Semi-Supervised Classification with GANs

  • A much more generally useful application of GANs is
    • semi-supervised learning, where we actually improve the performance of a classifier using a GAN.
  • Many more current products and services use classification than generation.
    • Object recognition models
      • based on deep learning often achieve superhuman accuracy after they have been trained.
      • Modern deep learning algorithms are not yet anywhere near human efficiency during learning.
  • People are able to learn from very few examples provided by a teacher.
    • But that’s probably because people also have all kinds of sensory experience that doesn’t come with labels.
    • We don’t receive labels for most of our experiences.
    • And we have a lot of experiences that don’t resemble anything
      • that a modern deep learning algorithm gets to see in its training set.
    • One path to improving the learning efficiency of deep learning models is semi-supervised learning.
  • Semi-supervised learning
    • can learn from the labeled examples like usual.
    • But it can also get better at classification, by studying unlabelled examples
      • even though those examples have no class label.
    • Usually, it is much easier and cheaper to obtain unlabeled data than to obtain labeled data.

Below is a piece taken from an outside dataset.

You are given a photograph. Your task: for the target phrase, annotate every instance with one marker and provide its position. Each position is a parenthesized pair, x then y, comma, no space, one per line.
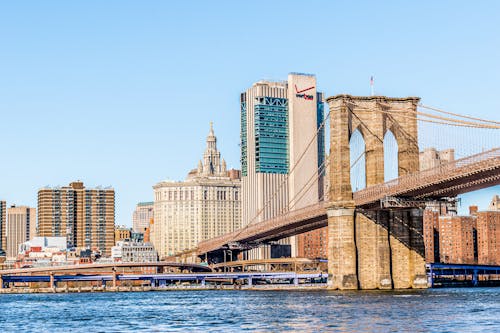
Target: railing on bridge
(419,180)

  • To do semi-supervised classification with GANs
    • we’ll need to set up the GAN to work as a classifier.
    • GANs contain two models, the generator and the discriminator.
      • Usually we train both and then throw the discriminator away at the end of training.
      • We usually only care about using the generator to create samples.


  • The discriminator
    • For semi-supervised learning focus on the discriminator rather than the generator.
    • We’ll extend the discriminator to be our classifier
      • and use it to classify new data after we’re done training it.
    • We can actually throw away the generator, unless we also want to generate images.
    • So far a discriminator net with one sigmoid output, gives us the probability
    • We can turn this into a softmax with two outputs,
      • one corresponding to the real class
      • one corresponding to the fake class


  • Training
    • Now we can train the model using the sum of two costs.
      • For the examples that have labels, we can use the regular supervised cross entropy cost.
      • For all of the other examples and also for fake samples from the generator, we can add the GAN cost.
    • To get the probability that the input is real,
      • we just sum over the probabilities for all the real classes.
      • Normal classifiers can learn only on labeled images.
    • This new setup can learn on
      • labeled images
      • real unlabeled images
      • and even fake images from the generator.
    • Altogether this results in very low error on the test set
      • because there are so many different sources of information even without using many labeled examples.
      • To get this to work really well, we need one more trick called feature matching. training.png
    • Feature matching
      • The idea of feature matching is
        • to add a term to the cost function for the generator,
        • penalizing the mean absolute error between
          • the average value of some set of features on the training data,
          • and the average value of that set of features on the generated samples.
      • The set of features can be any group of hidden units from the discriminator. feature-matching.png
  • So semi-supervised learning still as some catching up
    • to do compared to the brute force approach of just gathering tons and tons of labeled data.
    • Usually, labeled data is the bottleneck
      • that determines which tasks we are or aren’t able to solve with machine learning.
    • Hopefully using semi-supervised GANs,
      • you’ll be able to tackle a lot of problems that weren’t possible before.